Seed Contracts: Declarative Dependency in Multi-Repo Systems
Seed Contracts: Declarative Dependency in Multi-Repo Systems
When you operate a system with 89 repositories across 8 organizations, the question is not whether your components depend on each other. They do. The question is whether you know how they depend on each other, and whether that knowledge is encoded in a form that machines can reason about or trapped in the heads of the people who built the system.
For the first several months of the organvm project, our dependency knowledge was implicit. We knew, in the way that experienced practitioners know things, that ORGAN-I’s theoretical frameworks informed ORGAN-II’s generative engines, that ORGAN-II’s creative artifacts fed ORGAN-III’s commercial products, that ORGAN-IV’s orchestration layer touched everything.
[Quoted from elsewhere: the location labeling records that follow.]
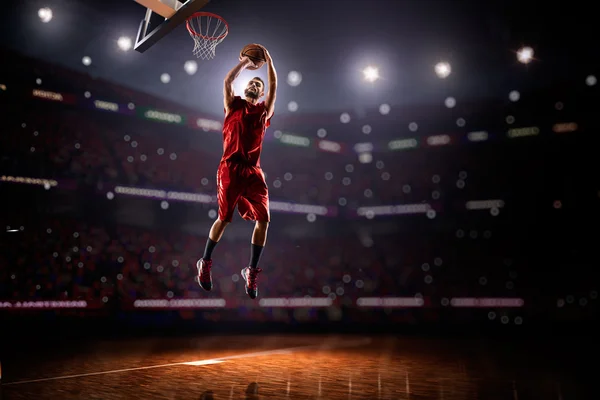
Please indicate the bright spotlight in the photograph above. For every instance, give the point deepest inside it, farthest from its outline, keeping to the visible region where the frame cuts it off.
(45, 14)
(190, 67)
(371, 74)
(525, 55)
(294, 78)
(442, 70)
(293, 106)
(124, 43)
We knew the shape of the system the way a gardener knows the shape of a garden — through daily contact, through intuition, through the accumulated memory of having planted every seed.
This knowledge was sufficient when the system was small. It became insufficient as the system grew. And the specific way it became insufficient taught us something important about the difference between implicit and explicit dependencies, between ad-hoc integration and declarative contracts, between knowing a system and encoding that knowledge in a form that survives beyond the knower.
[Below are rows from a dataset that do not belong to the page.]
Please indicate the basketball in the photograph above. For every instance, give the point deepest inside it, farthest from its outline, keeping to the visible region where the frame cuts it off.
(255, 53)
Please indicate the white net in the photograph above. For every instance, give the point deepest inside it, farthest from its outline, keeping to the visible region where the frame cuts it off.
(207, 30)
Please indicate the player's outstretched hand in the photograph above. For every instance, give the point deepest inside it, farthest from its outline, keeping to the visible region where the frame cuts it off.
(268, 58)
This essay tells the story of the AUTONOMY sprint, during which we deployed seed.yaml contracts to 82 of 88 repositories, creating a machine-readable dependency mesh with 115 edges, 5 autonomous agents, and a weekly system graph that the orchestrator-agent builds by crawling every seed.yaml in the network. It is a story about infrastructure, but it is also a story about epistemology — about the conditions under which distributed knowledge becomes reliable.
The Integration Problem at Scale
Integration is the problem that emerges when components must work together. In a monolithic system — a single codebase, a single deployment, a single team — integration is handled by the compiler, the type system, the test suite, and the code review process. Dependencies are explicit (import statements), versioned (package.json), and validated (CI pipeline). When something breaks, the error is local and the fix is obvious.
In a distributed system — multiple codebases, multiple deployments, multiple teams — integration is harder. Dependencies cross repository boundaries, organizational boundaries, and sometimes language and platform boundaries. The compiler cannot see them. The type system cannot check them. The test suite, if it exists, must make network calls to verify them. When something breaks, the error is distributed and the fix may require coordinated changes across multiple components.
The organvm system is not a distributed software system in the conventional sense. Most of its repositories contain documentation, not running services. There are no API calls between repos, no message queues, no database connections, no network protocols. But it is a distributed knowledge system, and knowledge systems have integration problems that are structurally identical to software integration problems.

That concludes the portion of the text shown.